I wanted to know how do you make the Weibull equation below into the form y=mx+c. The solution to this has the logs taken twice..
$\displaystyle P_f= 1 - exp\left[-\left(\frac{\sigma}{\sigma{_0}}\right)^m\right] $
Thank you
Hi.. thanks for your reply.. there is no question just from notes where the weibull is in the form y=mx+c.. just wanted to know the process on how it is derived?
I will put the solution..
$\displaystyle \ln\ln\left(\frac{1}{1-P_f}\right) = m\ln\sigma - m\ln\sigma_0 $
Thanks
Hi dadon,
We have
$\displaystyle P_f=1-exp\left[-\left(\frac{\sigma}{\sigma{_0}}\right)^m\right]$
Note that we can re-write this as
$\displaystyle exp\left[-\left(\frac{\sigma}{\sigma{_0}}\right)^m\right]=1-P_f$
Taking logs to the base $\displaystyle e$ of both sides gives
$\displaystyle -\left(\frac{\sigma}{\sigma{_0}}\right)^m=\ln(1-P_f)$
Take the minus over to make it easier to deal with....

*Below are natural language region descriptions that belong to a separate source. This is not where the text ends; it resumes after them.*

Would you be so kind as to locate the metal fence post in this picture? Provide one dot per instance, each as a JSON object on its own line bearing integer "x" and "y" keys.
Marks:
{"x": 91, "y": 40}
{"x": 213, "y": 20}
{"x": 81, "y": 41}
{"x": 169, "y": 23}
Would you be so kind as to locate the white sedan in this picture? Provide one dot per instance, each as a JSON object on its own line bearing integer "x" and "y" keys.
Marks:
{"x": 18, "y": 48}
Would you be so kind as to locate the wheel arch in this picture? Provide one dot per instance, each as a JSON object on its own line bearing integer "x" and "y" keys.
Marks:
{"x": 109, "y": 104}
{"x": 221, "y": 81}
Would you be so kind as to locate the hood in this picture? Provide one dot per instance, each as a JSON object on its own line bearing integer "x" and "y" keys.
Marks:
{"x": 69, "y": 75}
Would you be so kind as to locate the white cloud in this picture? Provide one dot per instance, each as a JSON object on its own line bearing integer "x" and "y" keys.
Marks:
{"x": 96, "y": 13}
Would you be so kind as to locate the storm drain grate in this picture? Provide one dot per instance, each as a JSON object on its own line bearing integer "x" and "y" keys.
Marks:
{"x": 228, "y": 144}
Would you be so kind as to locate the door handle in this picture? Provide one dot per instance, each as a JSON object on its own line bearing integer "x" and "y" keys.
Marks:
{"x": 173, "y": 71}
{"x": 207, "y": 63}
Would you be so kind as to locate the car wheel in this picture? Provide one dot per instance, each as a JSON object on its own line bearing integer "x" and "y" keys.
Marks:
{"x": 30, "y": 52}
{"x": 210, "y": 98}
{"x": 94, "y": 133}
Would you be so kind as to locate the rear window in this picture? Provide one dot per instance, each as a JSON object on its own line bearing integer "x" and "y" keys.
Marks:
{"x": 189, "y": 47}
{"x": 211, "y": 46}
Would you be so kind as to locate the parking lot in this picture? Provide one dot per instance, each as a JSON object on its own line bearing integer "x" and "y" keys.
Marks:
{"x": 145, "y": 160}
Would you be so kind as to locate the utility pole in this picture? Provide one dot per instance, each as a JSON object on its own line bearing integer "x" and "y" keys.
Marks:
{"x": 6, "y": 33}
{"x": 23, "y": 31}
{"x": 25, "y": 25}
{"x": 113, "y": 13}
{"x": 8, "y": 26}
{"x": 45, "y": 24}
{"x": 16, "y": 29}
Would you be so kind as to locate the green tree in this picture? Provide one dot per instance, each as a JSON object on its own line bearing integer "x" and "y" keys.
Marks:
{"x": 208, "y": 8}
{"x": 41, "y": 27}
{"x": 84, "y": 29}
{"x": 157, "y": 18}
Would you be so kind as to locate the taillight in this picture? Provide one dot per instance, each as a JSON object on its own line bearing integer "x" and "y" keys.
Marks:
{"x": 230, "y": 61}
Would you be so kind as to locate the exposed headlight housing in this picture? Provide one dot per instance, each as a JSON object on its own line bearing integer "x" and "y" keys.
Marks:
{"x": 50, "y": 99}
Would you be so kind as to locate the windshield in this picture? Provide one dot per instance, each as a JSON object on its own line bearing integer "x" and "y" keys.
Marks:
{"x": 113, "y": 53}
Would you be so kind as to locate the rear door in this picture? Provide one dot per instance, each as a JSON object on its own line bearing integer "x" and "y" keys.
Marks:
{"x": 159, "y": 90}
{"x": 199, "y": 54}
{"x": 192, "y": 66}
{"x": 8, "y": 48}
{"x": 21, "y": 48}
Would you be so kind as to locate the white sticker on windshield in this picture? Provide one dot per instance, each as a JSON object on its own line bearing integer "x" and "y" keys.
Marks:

$\displaystyle \left(\frac{\sigma}{\sigma{_0}}\right)^m=-\ln(1-P_f)$
Now we know that $\displaystyle a\ln(b)\equiv\ln(b^a)$ thus we are left with
$\displaystyle \left(\frac{\sigma}{\sigma{_0}}\right)^m=\ln\left( \frac{1}{1-P_f}\right)$
Taking logs of base $\displaystyle e$ again and using that same principle leads to
$\displaystyle
m\ln\left[\left(\frac{\sigma}{\sigma{_0}}\right)\right]=\ln\left[\ln\left(\frac{1}{1-P_f}\right)\right]
$
Using the fact that $\displaystyle \ln\left(\frac{a}{b}\right)\equiv \ln(a)-\ln(b)$ gives the required result.
Hope this helps.